3 Phases of a Successful Year-End Giving Campaign
2 min to read ✭ In this post, we will go over the three phases of a successful year-end giving campaign.
As a nonprofit marketer, you probably have a love-hate relationship when it comes to your own fundraising. It’s when you can drive a ton of revenue and prove our worth, yet it’s stressful. We want to share the three phases that we think about when it comes to year-end giving. We’ve titled them Mission Planning, Launch, and the Extended Mission. We’ll walk you through this framework and what those three key phases look like.
Phase 1: Mission Planning
We recommend having the mission planning phase fully completed by the end of October at the very latest. In this phase, you definitely want to lock in your overall year-end campaign theme, what the ask is, the general appeal, as well as build a lot of the assets for your year-end fundraising campaign. This includes your landing page, the general banners you’re using across social and in email. Next, you certainly want to dive into your segmentation. What key audiences are you communicating with? How are you communicating with them differently? You’ll want to schedule this out in your calendar through December and even into January. How are you communicating with your supporters, potential supporters and donors throughout this entire campaign? A video can be really advantageous to have ready to go for year end. If this is something you’ll be using, you definitely want to get a head start and get that all dialed in. The last piece is really understanding the channels you’re going to be utilizing. This can range from email to Facebook and Instagram ads, Google ads, Google Ad Grants, and more. Make sure to get those builds completed during the mission planning phase.
Phase 2: Launch
In this phase, you’re launching all the channels you identified as high potential in your planning phase. There are going to be different milestones depending on where you are in your campaign. In November you’ll be super focused on sharing impact and driving engagement. Then you’ll definitely want to have a hard ask around Giving Tuesday and the middle of December. Those last three days of the year you’re really driving home the big bucks. The launch phase is about traction, traffic and really trying to take your campaign to new heights.
Phase 3: Extended Mission
There is a big opportunity for organizations after year end and it really centers around stewardship.
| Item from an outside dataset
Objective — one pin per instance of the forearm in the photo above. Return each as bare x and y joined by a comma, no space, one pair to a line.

It’s about expressing gratitude in January and sharing with donors your plans for what these funds are going to drive in the new year. This is an opportunity for you to really analyze how your year end went. What were your intended results, what were your actual results, what were your key learnings and what are you going to now apply to your whole new year fundraising strategy? That’s what the extended mission is about. Often you can roll those into new opportunities. Things like recurring giving and starting the new year off like never before.